Nevertheless, the battle for Oxford raged on with French overrunning the village of Abingdon just south of Oxford and forcing the British back to defensive lines on the southern edge of the city as morale and fighting spirit amongst the defenders plummeted in the face of limited rations and the never-ceasing French attacks. Coupled with French forces from the north reaching Northampton, it was clear that it was only a matter of time before the British would have to fold.
But within the Northern Zone itself things took a turn for the worse as French forces around Manchester came under attack from the south and being forced to retreat several miles before the British offensive was halted. Almost out of supplies, the northern French forces were in mortal peril.

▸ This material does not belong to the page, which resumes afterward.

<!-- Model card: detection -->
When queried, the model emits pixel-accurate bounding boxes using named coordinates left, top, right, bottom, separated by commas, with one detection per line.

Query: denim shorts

When a further British offensive began, it was clear that Manchester could not be held and French commanders braced themselves for the worst - only to be saved at the last moment by the arrival of a hastily scraped together relief force in Liverpool docks, a relief force that was sufficient to plug the gaps in the French line and which brought with them much needed supplies.
This marked the turning point in Britain. With the Northern Zone temporarily reprieved, a final offensive was launched against the British, overrunning Northampton from the north and Oxford from the south with the victorious French meeting at the small town of Bletchley - a town later to be subsumed by the post-war development of Milton Keynes.
With the fall of these towns it was now possible for supplies from Oxford to be transferred by rail to Bletchley and then by canal to Northampton from whence they could once again be conveyed by rail to Lincoln and Manchester. While convoluted, this meant that supply lines to the Northern Zone were now open even as the Northern Zone itself became subsumed into general French-occupied Britain while the Union of Britain itself was now divided into three.